(Luis Cornelio, Headline USA) The White House pushed back Friday on reporting from several outlets claiming that Israel’s aggressive spying on U.S. officials has raised concerns within the Trump administration’s intelligence community.
Israel has long been accused of conducting intelligence operations targeting the U.S. However, recent reporting suggested that those activities have intensified, particularly as President Donald Trump conducts peace negotiations with Iran.
NBC News and The New York Times were the first entities to report on the concerns, citing two unnamed current U.S. officials and one unnamed former U.S. official.
Among the individuals reportedly targeted were Trump peace envoy Steve Witkoff, Pentagon policy official Elbridge A. Colby, and one of his deputies, Michael P. DiMino IV.
The report was drafted after U.S. defense personnel stationed in Israel allegedly found surveillance software that had been “surreptitiously” installed on their phones, according to The New York Times.

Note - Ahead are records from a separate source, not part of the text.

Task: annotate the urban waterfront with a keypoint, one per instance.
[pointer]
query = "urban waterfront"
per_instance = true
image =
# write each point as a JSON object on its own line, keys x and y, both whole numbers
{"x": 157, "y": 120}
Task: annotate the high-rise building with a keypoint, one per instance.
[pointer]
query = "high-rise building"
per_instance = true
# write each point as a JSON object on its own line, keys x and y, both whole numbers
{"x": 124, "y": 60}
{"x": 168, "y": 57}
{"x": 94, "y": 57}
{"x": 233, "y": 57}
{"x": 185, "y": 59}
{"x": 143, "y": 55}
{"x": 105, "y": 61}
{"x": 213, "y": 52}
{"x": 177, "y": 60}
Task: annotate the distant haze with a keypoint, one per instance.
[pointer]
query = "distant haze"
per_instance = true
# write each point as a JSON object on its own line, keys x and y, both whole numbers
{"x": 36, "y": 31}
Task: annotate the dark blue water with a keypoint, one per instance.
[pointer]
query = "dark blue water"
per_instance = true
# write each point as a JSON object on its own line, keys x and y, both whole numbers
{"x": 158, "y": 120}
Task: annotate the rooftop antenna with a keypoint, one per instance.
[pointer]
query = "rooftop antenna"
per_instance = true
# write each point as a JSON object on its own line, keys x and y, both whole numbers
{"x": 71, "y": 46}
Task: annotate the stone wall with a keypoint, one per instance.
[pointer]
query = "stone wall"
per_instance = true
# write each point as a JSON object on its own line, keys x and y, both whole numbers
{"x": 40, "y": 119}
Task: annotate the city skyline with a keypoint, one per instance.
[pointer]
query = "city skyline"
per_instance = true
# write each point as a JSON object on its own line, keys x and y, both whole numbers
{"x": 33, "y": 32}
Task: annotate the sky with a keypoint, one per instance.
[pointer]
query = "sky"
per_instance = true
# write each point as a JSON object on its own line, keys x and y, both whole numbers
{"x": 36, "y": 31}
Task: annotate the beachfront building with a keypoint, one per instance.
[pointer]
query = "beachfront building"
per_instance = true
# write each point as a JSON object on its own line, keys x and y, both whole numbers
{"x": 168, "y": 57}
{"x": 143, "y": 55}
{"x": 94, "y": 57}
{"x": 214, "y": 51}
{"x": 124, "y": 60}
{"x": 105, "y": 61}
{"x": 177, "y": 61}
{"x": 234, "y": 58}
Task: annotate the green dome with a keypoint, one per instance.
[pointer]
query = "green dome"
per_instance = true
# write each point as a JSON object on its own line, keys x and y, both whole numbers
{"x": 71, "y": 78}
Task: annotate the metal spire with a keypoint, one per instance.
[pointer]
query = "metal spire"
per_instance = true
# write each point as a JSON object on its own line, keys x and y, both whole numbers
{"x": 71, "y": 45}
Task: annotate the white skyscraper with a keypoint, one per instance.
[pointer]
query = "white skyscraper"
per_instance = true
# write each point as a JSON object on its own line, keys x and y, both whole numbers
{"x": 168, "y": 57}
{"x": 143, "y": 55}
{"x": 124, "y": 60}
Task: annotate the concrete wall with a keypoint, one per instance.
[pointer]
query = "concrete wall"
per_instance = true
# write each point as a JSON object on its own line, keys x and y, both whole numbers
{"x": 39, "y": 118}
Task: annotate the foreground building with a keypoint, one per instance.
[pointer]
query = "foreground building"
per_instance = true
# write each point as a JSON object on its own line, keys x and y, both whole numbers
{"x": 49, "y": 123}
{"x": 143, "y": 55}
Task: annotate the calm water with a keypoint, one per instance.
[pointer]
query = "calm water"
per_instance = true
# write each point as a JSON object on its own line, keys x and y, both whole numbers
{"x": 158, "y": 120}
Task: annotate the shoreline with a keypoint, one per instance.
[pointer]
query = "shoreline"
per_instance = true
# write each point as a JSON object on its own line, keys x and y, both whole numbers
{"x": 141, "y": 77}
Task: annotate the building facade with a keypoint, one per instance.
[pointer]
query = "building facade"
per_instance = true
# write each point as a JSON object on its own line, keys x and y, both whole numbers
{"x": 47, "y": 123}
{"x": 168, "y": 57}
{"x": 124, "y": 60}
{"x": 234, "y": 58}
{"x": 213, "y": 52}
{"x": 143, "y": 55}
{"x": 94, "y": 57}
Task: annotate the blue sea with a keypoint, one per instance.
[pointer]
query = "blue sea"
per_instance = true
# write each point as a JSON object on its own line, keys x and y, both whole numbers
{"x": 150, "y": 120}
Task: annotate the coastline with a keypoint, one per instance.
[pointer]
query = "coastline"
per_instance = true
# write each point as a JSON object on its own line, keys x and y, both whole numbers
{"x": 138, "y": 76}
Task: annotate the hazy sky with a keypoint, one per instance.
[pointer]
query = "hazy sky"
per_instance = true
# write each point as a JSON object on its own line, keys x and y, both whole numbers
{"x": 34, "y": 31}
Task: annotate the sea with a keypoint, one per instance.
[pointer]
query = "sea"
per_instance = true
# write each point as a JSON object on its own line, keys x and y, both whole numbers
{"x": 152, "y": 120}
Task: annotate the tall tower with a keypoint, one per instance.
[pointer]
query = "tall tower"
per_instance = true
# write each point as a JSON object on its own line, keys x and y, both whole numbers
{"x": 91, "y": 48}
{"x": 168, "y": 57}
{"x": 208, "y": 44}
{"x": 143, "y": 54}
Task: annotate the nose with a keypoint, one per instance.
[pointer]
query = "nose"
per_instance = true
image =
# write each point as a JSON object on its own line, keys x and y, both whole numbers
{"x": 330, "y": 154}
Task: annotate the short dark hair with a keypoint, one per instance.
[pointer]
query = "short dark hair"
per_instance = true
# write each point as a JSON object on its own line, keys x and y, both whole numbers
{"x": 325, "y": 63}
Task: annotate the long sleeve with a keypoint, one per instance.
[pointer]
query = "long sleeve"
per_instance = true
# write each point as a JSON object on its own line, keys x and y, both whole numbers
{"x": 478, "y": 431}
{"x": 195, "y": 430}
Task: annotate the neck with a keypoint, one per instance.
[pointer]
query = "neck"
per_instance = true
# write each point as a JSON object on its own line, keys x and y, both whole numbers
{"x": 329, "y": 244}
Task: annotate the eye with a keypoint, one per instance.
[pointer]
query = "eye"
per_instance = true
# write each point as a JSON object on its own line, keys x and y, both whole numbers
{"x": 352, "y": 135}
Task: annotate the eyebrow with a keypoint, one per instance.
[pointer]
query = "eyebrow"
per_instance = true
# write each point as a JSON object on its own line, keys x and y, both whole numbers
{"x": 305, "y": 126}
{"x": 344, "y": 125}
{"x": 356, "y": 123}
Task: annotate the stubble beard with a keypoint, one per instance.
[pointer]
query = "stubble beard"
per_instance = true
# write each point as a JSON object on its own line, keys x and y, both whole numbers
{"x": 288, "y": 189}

Meanwhile, NBC News reported that the DIA assessment described Israel’s intelligence operation as occurring at a “critical” level, both in terms of human intelligence collection and technical surveillance operations.
The DIA similarly posted an internal message that raised the counterintelligence threat by Israel as “critical,” according to NBC News.
The Israeli Embassy in Washington, D.C., rejected the characterization through a spokesperson, calling it “completely false.” The embassy denied that Israel conducts intelligence operations against U.S. officials or institutions.
“Israel intelligence collection efforts are aimed at its enemies, not its allies. Any claims to the contrary are either misinformed or politically motivated,” the spokesperson added.
The White House also rejected NBC News’ framing of the assessment, saying: “This entire story is false and sourced to someone who doesn’t have any knowledge of what’s going on.”